Symbol

QuestDB introduces a data type called symbol; a data structure used to store repetitive strings. Internally, symbol types are stored as a table of integers and their corresponding string values.

This page presents the concept, optional setting, and their indication for symbol types.

Advantages of symbol types

  • Greatly improved query performance as string operations compare and write int types instead of varchar.
  • Greatly improved storage efficiency as int maps to varchar types.
  • Unobtrusive to the user because SQL execution has the same result as handling string values.
  • Reduced complexity of database schemas by removing the need for explicit additional tables or joins.

Properties

  • Symbol tables are stored separately from column data.
  • Fast conversion from varchar to int and vice-versa when reading or writing data.
  • Columns defined as symbol types support indexing.
  • By default, QuestDB caches symbol types in memory for improved query speed and InfluxDB Line Protocol ingestion speed. The setting is configurable.

Usage of symbols

Symbol columns

Columns can be specified as SYMBOL using CREATE TABLE, similar to other types:

Create table with a SYMBOL type
CREATE TABLE my_table
(symb SYMBOL CAPACITY 128 NOCACHE, price DOUBLE, ts TIMESTAMP)
timestamp(ts);

The following additional symbol settings are defined, either globally as part of the server configuration or locally when a table is created:

  • Symbol capacity: Optional setting used to indicate how many distinct values this column is expected to have. Based on the value used, the data structures will resize themselves when necessary, to allow QuestDB to function correctly. Underestimating the symbol value count may result in drop of performance whereas over-estimating may result in higher disk space and memory consumption. Symbol capacity is also used to set the initial symbol cache size when the cache is enabled.

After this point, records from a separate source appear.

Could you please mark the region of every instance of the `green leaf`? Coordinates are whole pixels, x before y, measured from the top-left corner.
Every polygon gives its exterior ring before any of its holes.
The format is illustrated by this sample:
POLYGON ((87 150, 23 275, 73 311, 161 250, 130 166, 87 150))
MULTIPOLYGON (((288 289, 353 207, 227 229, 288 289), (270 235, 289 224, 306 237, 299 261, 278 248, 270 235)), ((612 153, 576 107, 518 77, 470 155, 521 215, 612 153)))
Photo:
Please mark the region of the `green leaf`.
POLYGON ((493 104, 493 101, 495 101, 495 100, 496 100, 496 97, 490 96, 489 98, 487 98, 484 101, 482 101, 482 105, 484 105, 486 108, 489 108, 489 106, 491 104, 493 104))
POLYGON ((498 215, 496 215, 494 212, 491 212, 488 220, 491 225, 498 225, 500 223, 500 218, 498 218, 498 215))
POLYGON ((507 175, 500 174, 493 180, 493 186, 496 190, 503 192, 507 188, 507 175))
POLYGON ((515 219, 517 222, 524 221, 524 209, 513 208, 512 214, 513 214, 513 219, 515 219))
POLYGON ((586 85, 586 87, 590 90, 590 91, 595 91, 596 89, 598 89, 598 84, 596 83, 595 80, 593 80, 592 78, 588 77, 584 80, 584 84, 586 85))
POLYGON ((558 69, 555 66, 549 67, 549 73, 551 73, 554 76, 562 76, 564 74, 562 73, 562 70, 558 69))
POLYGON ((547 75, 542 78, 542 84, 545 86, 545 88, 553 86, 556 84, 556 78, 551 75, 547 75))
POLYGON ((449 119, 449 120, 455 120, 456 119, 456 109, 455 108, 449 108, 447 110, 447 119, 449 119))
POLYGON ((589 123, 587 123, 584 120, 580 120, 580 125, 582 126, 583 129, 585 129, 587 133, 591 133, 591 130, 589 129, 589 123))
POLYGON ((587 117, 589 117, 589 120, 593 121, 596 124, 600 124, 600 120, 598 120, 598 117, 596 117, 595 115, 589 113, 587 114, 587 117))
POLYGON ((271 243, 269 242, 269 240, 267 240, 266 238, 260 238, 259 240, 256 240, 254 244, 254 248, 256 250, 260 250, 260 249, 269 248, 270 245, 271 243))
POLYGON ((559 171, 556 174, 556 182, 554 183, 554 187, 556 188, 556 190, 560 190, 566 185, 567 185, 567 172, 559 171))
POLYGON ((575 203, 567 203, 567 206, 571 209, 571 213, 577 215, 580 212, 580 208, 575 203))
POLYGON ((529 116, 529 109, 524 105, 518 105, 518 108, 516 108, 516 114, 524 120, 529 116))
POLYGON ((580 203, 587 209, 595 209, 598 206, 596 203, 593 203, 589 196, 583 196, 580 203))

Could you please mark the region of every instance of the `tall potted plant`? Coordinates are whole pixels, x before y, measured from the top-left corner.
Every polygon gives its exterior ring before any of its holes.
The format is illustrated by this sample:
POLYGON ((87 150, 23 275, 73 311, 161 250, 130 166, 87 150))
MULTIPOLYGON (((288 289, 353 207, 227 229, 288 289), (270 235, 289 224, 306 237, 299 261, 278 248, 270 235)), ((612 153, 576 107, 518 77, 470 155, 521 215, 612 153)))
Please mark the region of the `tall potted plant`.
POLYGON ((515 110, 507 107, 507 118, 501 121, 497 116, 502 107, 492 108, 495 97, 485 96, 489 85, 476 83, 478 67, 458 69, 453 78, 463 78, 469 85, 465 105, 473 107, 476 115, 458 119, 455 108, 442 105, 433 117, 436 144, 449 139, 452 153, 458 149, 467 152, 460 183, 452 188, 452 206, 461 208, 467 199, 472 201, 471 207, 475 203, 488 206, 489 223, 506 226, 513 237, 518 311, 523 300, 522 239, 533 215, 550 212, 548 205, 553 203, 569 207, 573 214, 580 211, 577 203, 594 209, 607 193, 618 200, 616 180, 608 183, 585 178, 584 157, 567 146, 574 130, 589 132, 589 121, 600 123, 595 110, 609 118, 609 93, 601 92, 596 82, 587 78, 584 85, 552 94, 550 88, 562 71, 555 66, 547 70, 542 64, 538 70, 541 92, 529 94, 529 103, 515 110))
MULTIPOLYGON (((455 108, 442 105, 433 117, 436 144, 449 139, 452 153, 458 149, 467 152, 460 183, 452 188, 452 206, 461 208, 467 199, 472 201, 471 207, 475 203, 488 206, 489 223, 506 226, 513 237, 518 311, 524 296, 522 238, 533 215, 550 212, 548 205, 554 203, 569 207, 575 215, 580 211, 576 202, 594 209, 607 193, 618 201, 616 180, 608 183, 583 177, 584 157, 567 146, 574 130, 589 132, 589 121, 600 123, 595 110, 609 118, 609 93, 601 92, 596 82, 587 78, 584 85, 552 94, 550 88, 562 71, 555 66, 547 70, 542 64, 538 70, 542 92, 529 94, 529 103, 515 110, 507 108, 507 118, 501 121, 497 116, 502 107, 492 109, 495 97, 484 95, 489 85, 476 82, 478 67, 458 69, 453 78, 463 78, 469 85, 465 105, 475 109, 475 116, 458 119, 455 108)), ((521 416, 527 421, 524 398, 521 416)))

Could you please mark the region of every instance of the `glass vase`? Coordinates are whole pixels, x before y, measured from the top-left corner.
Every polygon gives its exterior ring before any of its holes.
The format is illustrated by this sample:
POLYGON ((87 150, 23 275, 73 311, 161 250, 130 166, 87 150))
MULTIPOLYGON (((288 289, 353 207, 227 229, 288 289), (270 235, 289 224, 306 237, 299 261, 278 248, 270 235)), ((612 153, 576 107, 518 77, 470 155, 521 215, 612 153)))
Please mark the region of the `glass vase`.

    • Server-wide setting: cairo.default.symbol.capacity with a default of 256
    • Column-wide setting: The CAPACITY option for CREATE TABLE
  • Cache: Optional setting specifying whether a symbol should be cached. When a symbol column is cached, QuestDB will use a Java heap-based hash table to resolve symbol values and keys. When a column has a large number of distinct symbol values (over 100,000, for example), the heap impact might be significant and may cause OutOfMemory errors, depending on the heap size. Not caching leverages a memory-mapped structure which can deal with larger value counts but is slower.

    • Server-wide setting: cairo.default.symbol.cache.flag with a default of true
    • Column-wide setting when a table is created: The CACHE | NOCACHE keyword for CREATE TABLE

Symbols for column indexing

Symbols may also be indexed for faster query execution. See Index for more information.